10  Regression Review

Settling In

  • Sit with your assigned group
  • Catch up on any posts you’ve missed on Slack
  • Plan your Capstone Days schedule!
  • Open Group Assignment 1 (and the recently updated instructions)



Notes: Preparing for Quiz 1

Logistics

Content:

  • Regression (Units 1–3) (+ Day 1 Introductions)
  • Questions will range in style: multiple choice, fill in the blank, short response, matching, etc.

Part 1:

  • focused on concepts
  • on paper
  • closed notes
  • closed people

Part 2:

  • focused on code
  • on paper
  • instructor-provided notesheet
  • closed people



Context

What have we covered so far?

For the Regression task:

  • Day 1: What is Regression? (And what other types of Machine Learning tasks are there?)
  • Unit 1: Evaluating regression models
  • Unit 2: Building regression models / selecting predictors
  • Unit 3: Building flexible (nonparametric, nonlinear) regression models

General concepts that translate to other ML tasks:

  • Overfitting
  • Cross validation
  • Bias-variance tradeoff
  • Algorithms and tuning parameters
  • Preprocessing steps
  • Parametric vs nonparametric models



Review & Reflection

STAT 253 is a survey course of statistical machine learning techniques and concepts. It’s important to continuously reflect on these and how they fit together. Though you won’t hand anything in, or work on this in class today, you’re strongly encouraged to complete this activity. The materials linked below are designed to help you reflect upon:

  • ML concepts
    • enduring, big picture concepts
    • technical concepts
    • tidymodels code
  • Your progress toward…
    • engagement
    • collaboration
    • preparation (checkpoints)
    • exploration (homework)

Find and make a copy of the following 2 resources. You’ll be given some relevant prompts below, but you should use these materials in whatever way suits you! Take notes, add more content, rearrange, etc.


Concept Maps

Mark up slides 1–4 of the concept map with respect to the prompts below. Much of this overlaps with HW3.

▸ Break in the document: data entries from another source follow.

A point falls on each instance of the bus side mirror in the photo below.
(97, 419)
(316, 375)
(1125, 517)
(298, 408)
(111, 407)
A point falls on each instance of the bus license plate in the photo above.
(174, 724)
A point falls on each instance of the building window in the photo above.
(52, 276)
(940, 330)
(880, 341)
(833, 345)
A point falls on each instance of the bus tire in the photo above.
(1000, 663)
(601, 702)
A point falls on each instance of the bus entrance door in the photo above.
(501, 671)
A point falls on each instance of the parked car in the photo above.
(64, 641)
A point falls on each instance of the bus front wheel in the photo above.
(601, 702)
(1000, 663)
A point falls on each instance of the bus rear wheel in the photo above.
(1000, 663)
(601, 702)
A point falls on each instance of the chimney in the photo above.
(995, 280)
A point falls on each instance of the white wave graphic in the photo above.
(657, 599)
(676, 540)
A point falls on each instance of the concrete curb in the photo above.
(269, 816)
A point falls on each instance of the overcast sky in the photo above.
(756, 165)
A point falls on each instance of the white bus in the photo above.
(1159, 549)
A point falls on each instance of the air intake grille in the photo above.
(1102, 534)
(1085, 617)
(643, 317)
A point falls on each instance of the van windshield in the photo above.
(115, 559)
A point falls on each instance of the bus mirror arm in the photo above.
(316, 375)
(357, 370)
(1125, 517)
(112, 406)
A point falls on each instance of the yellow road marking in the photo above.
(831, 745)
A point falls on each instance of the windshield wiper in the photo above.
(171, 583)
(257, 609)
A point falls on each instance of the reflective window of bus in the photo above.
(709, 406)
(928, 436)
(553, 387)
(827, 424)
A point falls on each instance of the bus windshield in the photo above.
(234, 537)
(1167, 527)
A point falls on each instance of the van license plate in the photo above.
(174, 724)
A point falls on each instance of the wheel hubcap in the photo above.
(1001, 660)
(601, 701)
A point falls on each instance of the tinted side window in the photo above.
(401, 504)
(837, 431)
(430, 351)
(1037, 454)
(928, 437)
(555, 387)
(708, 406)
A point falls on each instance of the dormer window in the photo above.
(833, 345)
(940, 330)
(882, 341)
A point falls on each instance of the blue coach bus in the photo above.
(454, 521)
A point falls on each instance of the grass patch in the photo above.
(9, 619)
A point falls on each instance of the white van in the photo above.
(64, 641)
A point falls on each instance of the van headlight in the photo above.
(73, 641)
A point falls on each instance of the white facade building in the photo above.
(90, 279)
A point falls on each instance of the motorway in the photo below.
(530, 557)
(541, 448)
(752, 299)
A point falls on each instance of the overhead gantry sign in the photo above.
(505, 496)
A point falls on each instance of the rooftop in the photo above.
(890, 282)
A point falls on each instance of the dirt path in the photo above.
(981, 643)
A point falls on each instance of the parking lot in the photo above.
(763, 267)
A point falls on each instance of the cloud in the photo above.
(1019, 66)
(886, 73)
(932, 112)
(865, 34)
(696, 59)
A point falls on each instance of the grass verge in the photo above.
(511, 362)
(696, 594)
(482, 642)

Enduring, big picture concepts

IMPORTANT to your learning: Respond in your own words.

  • When do we perform a supervised vs unsupervised learning algorithm?
  • Within supervised learning, when do we use a regression vs a classification algorithm?
  • What is the importance of “model evaluation” and what questions does it address?
  • What is “overfitting” and why is it bad?
  • What is “cross-validation” and what problem is it trying to address?
  • What is the “bias-variance tradeoff”?

Technical concepts

On page 2, identify some general themes for each model algorithm listed in the lefthand table:

  • What’s the goal?
  • Is the algorithm parametric or nonparametric?
  • Does the algorithm have any tuning parameters? What are they, how do we tune them, and how is this a goldilocks problem?
  • What are the key pros & cons of the algorithm?

For each algorithm, you should also reflect upon these important technical concepts:

  • Can you summarize the steps of this algorithm?
  • Is the algorithm parametric or nonparametric? (addressed above)
  • What is the bias-variance tradeoff when working with or tuning this algorithm?
  • Is it important to scale / pre-process our predictors before feeding them into this algorithm?
  • Is this algorithm “computationally expensive”?
  • Can you interpret the technical (RStudio) output for this algorithm? (eg: CV plots, etc)?

Model evaluation

On page 2, do the following for each model evaluation question in the righthand table:

  • Identify what to check or measure in order to address the question, and how to interpret it.
  • Explain the steps of the CV algorithm.

Algorithm comparisons

  • Use page 3 to make other observations about the Unit 1-3 modeling algorithms and their connections.
  • Use page 4 to address and compare the interpretability & flexibility of the Subset Selection (e.g. backward stepwise), LASSO, and Least Squares algorithms. Where would you place Splines and KNN on this graphic?


tidymodels Code Comparison

Check out and reflect upon the tidymodels code comparisons here. Copy, use, tweak, and add to this in whatever way suits you!



(Coming Soon!) Learning Reflection 1

The reflections above address your understanding of key machine learning concepts. Now that we are over a third of the way through the semester, I’d also like you to take some time to reflect on your engagement with the course and your progress toward the course learning goals (here and here).

To this end, you will complete the first of our three Learning Reflection assignments. More detailed instructions coming soon!

Learning Reflection 1 Deadline: Tuesday, March 11.



Other Study Tips

  • Use the course learning goals as a study guide
  • Use past checkpoints, in-class exercises, and homework problems as a “practice quiz”
  • Come to office hours (mine and preceptors)!
  • Work on Group Assignment 1



Exercises

Use the rest of class time today to work on Group Assignment 1!

  • Goal for Day 1: finish steps 1–6 and start step 7.
  • Goal for Day 2: finish steps 7–9.
  • (You will also likely need to do some work outside of class time. Plan accordingly!)



Wrapping Up

  • finish HW3 (due TONIGHT)
  • continue working on Group Assignment 1
  • enjoy MSCS Capstone Days!
    • attend 3 talks (instead of class)
    • bring your completed Capstone Reflection to class next Tuesday
  • get started on:
    • studying for Quiz 1
    • Learning Reflection 1